Marta had lost track of the days. How many had passed, she wondered, since I had arrived holding that little note?
“Well, won’t that be something?” she smiled. She looked like a mischievous child: the grin, the sneakers, the mass of dark curls, the papers she held in her hand, crumpled, tear-stained.
She put her hand on my shoulder. Her touch was like no other, firm but gentle, hard but yielding, and it brought me immediately back to the night before. She was drawing me at a tremendous speed into intimacy. There was no time to waste.
“I’ve got a dog,” she said. She was still a child to me.
“Oh?” I said.
“She’s really only a puppy. I live in Gushing. She’s in my room. Do you want to see her?”
“Sure,” I said.
I put the books back on the shelf. On another day I would be able to find them easily, I said to myself.
“Come on,” she said.
I knew what Marta wanted. It was easy to see. We left the library. I turned to look at the librarian and watched her grow small as we walked toward Marta ‘s dormitory.

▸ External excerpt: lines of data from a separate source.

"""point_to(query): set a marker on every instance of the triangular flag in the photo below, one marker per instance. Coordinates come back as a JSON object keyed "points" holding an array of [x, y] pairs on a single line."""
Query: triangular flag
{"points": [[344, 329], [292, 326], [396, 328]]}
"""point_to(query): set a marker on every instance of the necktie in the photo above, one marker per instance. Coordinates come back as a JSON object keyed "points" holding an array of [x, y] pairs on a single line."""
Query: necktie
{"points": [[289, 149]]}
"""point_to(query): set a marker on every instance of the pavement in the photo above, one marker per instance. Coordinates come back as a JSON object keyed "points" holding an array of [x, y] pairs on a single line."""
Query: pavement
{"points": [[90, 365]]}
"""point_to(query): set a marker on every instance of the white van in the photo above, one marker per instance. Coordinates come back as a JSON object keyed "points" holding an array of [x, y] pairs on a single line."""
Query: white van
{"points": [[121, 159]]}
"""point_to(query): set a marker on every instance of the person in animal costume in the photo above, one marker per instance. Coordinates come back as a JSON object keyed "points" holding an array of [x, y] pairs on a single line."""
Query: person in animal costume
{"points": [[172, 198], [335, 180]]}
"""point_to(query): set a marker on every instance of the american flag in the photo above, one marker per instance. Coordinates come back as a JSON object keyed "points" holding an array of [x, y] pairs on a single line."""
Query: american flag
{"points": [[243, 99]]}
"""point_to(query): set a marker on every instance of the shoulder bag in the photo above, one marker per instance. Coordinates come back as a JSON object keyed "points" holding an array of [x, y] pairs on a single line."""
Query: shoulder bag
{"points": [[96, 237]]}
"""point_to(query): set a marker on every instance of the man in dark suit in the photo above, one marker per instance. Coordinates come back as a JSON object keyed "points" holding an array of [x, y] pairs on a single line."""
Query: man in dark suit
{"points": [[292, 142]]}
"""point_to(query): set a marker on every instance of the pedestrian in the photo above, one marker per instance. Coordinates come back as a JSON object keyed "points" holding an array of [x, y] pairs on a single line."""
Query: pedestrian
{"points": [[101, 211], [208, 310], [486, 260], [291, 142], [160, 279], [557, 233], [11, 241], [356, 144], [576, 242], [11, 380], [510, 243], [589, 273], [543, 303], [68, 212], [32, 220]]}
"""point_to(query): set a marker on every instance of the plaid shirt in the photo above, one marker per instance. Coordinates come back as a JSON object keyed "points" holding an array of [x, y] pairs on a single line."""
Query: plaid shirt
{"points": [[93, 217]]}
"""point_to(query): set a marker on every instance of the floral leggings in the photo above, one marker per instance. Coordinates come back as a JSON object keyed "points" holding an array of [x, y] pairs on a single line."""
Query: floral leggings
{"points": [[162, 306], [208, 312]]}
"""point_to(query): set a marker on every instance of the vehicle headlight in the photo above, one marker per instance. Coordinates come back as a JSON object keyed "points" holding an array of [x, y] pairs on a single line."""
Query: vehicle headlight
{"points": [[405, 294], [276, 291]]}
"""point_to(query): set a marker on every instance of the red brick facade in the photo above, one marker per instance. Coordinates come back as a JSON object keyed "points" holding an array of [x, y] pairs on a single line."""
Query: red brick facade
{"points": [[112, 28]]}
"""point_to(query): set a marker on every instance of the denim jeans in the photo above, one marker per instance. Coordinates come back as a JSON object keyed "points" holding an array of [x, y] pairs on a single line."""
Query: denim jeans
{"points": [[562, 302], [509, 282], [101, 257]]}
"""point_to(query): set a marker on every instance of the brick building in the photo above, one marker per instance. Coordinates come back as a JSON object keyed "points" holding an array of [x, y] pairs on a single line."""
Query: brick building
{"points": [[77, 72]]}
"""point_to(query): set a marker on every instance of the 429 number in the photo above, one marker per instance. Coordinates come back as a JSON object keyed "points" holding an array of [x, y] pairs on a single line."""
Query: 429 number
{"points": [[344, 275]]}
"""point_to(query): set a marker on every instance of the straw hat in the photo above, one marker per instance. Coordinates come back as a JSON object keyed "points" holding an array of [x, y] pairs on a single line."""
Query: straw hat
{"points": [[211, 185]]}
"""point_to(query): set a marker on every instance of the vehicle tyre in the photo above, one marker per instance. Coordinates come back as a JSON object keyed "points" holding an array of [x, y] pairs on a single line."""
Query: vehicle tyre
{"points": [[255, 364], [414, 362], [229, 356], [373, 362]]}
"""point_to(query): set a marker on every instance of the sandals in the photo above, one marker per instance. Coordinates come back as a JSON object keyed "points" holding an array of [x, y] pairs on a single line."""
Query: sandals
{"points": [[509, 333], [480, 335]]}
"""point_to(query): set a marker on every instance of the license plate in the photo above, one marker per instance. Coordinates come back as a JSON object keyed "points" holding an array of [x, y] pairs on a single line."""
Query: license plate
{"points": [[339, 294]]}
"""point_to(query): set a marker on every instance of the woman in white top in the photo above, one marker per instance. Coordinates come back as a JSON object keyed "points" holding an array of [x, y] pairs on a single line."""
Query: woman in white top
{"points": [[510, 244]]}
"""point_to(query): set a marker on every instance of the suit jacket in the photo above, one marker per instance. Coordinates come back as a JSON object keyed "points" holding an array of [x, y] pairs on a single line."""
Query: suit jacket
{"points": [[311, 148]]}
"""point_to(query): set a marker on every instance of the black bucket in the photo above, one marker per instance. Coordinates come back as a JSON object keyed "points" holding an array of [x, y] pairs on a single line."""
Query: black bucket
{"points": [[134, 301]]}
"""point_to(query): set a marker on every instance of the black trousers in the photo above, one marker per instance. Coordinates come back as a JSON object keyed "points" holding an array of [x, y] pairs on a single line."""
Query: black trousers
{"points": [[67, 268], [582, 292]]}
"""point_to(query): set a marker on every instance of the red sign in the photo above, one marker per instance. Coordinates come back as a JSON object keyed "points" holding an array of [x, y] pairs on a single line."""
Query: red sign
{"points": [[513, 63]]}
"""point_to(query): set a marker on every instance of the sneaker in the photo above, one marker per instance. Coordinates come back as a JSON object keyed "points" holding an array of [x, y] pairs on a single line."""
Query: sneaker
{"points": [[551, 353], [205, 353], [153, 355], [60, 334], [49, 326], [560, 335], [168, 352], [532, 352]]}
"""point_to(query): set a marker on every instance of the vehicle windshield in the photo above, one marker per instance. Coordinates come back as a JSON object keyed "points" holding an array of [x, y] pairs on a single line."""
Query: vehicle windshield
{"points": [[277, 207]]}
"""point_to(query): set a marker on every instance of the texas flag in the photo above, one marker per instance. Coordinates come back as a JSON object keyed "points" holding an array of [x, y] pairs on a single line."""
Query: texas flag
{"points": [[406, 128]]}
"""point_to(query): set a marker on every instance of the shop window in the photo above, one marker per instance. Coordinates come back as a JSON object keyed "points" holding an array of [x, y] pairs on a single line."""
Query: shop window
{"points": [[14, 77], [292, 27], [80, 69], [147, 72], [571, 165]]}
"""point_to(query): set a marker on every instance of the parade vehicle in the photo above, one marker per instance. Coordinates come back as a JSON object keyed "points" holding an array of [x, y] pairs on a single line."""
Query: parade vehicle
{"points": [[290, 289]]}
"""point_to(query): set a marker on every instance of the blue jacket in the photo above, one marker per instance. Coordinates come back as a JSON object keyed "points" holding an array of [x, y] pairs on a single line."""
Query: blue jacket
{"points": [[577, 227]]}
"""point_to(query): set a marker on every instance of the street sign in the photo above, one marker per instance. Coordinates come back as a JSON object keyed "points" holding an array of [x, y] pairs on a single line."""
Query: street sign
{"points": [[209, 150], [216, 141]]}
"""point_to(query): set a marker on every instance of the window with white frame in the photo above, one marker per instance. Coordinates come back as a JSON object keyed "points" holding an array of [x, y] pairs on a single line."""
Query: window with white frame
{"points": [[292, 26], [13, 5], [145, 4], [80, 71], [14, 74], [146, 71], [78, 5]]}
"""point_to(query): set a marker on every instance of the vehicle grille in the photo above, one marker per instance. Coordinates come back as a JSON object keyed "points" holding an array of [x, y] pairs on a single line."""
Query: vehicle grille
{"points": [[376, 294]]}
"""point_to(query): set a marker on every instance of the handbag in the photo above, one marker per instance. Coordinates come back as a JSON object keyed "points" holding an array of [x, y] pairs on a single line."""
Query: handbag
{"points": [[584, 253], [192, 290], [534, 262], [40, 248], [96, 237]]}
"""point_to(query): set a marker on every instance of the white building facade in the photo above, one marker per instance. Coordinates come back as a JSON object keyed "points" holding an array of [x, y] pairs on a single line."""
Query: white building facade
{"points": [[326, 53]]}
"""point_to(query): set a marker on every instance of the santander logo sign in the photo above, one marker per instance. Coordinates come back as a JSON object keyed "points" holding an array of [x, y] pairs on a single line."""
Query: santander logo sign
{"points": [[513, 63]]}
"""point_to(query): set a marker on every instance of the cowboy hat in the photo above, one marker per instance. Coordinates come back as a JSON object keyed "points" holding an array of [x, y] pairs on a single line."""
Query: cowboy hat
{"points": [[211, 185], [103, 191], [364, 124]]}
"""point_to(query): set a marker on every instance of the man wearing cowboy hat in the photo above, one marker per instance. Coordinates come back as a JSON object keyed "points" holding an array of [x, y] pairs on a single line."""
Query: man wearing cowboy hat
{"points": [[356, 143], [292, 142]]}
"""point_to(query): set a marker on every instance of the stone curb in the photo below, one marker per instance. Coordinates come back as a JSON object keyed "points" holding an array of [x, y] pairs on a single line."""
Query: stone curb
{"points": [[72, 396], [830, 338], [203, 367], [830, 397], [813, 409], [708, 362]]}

“This is it,” she said as we stood in front of a large house made completely, it seemed, of gingerbread.
“This is it?” I said.
She nodded. “This way,” she smiled. And I followed her up the winding stairs to the tiny room where the dead girl lived.
Each night was the same. She wore the same clothes, the black pants she had gotten in Mykonos and the cotton T-shirt of Natalie’s. Every night she rubbed her cheek against her shoulder, closed her eyes, and sniffed the shirt as if fabric, like the heart, could hold a person long after they were gone, in its weave.
Two eight-by-ten black-and-white photographs of Natalie were propped on the bureau and illuminated by candles. Every night we toasted those photos of her and listened to the records of Billie Holiday. Wherever we were, if we sat in her room or if we went to classes or to the dining hall, Billie Holiday seemed to follow us. She sang as I studied those pictures of Natalie. The straight blonde hair, the long, elegant nose, the lips — too thin, I thought, cruel, somehow.
“She was a complete mystery to me, Vanessa,” Marta said.
I nodded, engrossed in the photographs. Natalie seemed terrified to me, alone in that frame against a black background, lost. She carefully held the poses of a self-conscious child, though the poses, a hand on a hip, a cigarette poised between beautiful fingers, were meant to convey the opposite impression: sophistication, worldliness, maturity — Natalie in her leather pants, Natalie clutching an Italian Vogue. What did she see, as she looked into the glassy eye of the camera, that frightened her so?